By Kit Kinports. 114 Penn St. L. Rev. ___. *(forthcoming in Iqbal Symposium Issue)
This author welcomes responses to this abstract and the upcoming article. The author may be contacted at:
- E-mail: kxk47@psu.edu
- Phone: (814) 865-8907
Abstract:
In determining the reach of constitutional tort liability, the courts have traditionally balanced the goals of deterring constitutional violations and compensating those whose rights have been violated against the governmental interest in ensuring that public officials are not unduly inhibited in the performance of their duties. I have previously argued that those competing interests are best balanced by holding supervisors liable for the constitutional misdeeds of their subordinates so long as the supervisors themselves were personally culpable – that is, at least negligent – and so long as their negligence caused the deprivation of constitutional rights. Although this question has generated controversy among scholars, lower court decisions prior to Iqbal generally acknowledged the concept of supervisory liability, though differing on the requisite standard of liability.
The same competing concerns animate the Supreme Court jurisprudence governing the qualified immunity defense.
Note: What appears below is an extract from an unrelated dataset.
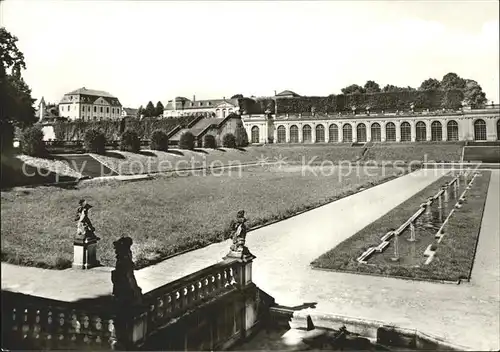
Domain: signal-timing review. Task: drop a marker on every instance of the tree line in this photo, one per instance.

It is therefore tempting to criticize Iqbal’s rejection of supervisory liability on the grounds that qualified immunity sufficiently addresses the relevant governmental interests and protects high-ranking public officials. But that critique is itself subject to challenge given the complications that arise in applying the qualified immunity defense to supervisors. In such cases, the relevance of both the substance of the particular constitutional right violated by the subordinate official and the supervisory liability standard creates confusion as to precisely what must be “clearly established” in order to immunize a supervisory official. This article explores the complications surrounding the qualified immunity inquiry as it applies to supervisors, analyzing whether they help justify the Court’s disapproval of supervisory liability in Iqbal.